South Dakota's rich western heritage has been remembered along the interstate highway system at safety rest areas and tourist information centers.
The eight pillars which thrust skyward here merge in the framework of a tipi, the Plains Indian home. The one-by-one-and-one-half foot concrete lodge poles rise fifty-six feet in the air and weigh six-and-one-half tons each. The structures were executed in an architectural manner reflecting the spartan life lifestyle of the nomadic Lakota (Sioux) Nation.
The Coteau des Prairie country to the south of this rest area was one of the parts of South Dakota first settled by the Lakota tribes. The Coteau country was formed by the last great glacier which reached across South Dakota as far as the Missouri River. As it melted, thousands of ground-out potholes became glacial lakes. To the southeast, Lake Traverse and Big Stone represent remnants of a mighty river which drained archaic Lake Agassiz in Canada.
Between Lake Traverse and Big Stone Lake is the continental divide separating waters flowing to Hudson's Bay and those flowing to the Gulf of Mexico.

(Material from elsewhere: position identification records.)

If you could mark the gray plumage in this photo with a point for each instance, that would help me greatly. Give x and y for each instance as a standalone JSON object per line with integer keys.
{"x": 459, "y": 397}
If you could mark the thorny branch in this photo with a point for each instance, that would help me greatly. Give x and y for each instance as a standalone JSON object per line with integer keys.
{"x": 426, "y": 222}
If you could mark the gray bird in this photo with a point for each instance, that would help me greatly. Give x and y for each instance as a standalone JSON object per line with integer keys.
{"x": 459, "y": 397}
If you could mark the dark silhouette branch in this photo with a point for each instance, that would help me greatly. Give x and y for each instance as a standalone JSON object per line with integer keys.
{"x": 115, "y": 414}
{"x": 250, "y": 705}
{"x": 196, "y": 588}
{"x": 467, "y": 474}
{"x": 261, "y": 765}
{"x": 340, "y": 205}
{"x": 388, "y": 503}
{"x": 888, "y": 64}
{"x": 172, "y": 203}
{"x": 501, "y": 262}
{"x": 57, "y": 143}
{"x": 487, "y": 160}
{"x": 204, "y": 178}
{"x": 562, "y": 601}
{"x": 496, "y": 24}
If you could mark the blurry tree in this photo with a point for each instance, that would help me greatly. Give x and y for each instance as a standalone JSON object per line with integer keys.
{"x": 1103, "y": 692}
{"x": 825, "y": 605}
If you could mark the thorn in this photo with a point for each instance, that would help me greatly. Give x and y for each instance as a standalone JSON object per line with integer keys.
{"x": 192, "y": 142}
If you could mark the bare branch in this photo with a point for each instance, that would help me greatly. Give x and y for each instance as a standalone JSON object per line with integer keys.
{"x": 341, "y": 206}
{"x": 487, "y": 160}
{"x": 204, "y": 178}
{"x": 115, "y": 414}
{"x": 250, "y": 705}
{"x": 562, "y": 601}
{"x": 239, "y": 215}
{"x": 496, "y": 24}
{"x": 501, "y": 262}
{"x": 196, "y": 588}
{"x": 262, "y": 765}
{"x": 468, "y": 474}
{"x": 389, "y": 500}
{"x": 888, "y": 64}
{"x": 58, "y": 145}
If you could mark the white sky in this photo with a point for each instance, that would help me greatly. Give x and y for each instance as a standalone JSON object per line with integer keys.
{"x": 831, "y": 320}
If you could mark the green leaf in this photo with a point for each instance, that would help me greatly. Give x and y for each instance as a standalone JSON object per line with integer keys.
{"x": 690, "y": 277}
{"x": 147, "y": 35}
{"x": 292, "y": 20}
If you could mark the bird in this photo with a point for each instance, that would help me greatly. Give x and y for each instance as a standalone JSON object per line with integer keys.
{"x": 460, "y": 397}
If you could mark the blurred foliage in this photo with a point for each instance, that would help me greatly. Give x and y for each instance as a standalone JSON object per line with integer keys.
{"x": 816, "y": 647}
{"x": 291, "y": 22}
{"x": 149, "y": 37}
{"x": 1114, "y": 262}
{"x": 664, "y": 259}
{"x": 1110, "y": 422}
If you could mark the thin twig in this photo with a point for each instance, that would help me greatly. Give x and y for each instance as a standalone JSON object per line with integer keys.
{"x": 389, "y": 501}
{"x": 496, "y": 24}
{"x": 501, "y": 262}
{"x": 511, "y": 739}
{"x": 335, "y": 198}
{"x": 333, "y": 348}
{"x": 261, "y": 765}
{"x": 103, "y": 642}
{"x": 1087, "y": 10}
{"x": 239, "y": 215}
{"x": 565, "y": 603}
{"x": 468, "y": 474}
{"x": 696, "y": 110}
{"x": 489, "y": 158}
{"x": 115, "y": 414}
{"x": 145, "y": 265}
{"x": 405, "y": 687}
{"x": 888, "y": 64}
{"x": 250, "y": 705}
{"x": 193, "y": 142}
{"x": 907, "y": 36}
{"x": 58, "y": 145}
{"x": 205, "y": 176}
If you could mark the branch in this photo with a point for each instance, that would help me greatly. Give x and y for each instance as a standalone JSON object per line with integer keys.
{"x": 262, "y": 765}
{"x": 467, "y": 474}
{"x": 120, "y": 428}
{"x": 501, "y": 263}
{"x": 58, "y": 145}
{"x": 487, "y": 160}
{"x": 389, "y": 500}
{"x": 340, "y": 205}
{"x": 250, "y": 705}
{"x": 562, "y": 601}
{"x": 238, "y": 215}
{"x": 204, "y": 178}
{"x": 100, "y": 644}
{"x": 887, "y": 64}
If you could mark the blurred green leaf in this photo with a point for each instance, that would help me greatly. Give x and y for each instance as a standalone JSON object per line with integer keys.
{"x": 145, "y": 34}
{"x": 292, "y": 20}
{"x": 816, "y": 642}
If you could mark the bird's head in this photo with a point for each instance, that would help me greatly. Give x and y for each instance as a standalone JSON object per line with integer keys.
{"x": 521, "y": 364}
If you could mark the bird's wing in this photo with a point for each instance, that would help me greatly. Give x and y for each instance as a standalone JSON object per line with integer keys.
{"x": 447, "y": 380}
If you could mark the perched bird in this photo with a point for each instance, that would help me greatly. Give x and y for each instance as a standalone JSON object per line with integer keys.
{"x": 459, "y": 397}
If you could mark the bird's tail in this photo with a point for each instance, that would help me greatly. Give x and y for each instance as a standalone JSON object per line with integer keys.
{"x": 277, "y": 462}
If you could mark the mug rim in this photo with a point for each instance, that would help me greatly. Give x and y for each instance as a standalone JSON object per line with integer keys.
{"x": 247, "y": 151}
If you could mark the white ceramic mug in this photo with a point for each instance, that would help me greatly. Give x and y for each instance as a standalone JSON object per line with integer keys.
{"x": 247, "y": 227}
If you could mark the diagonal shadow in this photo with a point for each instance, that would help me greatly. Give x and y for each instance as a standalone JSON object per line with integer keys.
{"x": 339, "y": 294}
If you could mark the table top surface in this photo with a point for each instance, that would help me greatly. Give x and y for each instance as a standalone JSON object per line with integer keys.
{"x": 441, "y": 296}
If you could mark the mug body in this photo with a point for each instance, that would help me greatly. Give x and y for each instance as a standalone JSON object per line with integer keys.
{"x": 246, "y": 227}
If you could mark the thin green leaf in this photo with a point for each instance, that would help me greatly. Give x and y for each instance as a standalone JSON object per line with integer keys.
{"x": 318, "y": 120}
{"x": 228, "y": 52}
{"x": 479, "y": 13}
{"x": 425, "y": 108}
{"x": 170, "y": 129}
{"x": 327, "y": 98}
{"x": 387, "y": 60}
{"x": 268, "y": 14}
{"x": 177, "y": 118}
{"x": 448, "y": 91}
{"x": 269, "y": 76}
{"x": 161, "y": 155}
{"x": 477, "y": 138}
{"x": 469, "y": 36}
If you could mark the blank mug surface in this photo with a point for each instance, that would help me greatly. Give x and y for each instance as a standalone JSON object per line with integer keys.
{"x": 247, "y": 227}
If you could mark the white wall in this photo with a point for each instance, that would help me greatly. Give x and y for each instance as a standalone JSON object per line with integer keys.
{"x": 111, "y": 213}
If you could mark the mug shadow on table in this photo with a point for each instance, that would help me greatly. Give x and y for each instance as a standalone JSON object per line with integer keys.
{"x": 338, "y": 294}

Fur traders and voyageurs found this lake country to be prime trapping and trading territory; they may have arrived in the area as early as 1679. At that time the Santee Sioux, consisting of the Wahpeton, Sisseton, Mdewakanton, and Wahpekute tribes were moving into the lakes region. Nearly two centuries later the Santee ceded this part of South Dakota to the United States in the treaty of Traverse des Sioux, 1851.
The U.S. Army established one of its earliest military posts in South Dakota in 1804, at Fort Sisseton, 36 miles (57 Kilometers) southwest of here. That post was abandoned by the army in 1889, and is now a South Dakota state park. Actual white settlement did not begin until the reservation area of the Sisseton-Wahpeton was opened in 1892.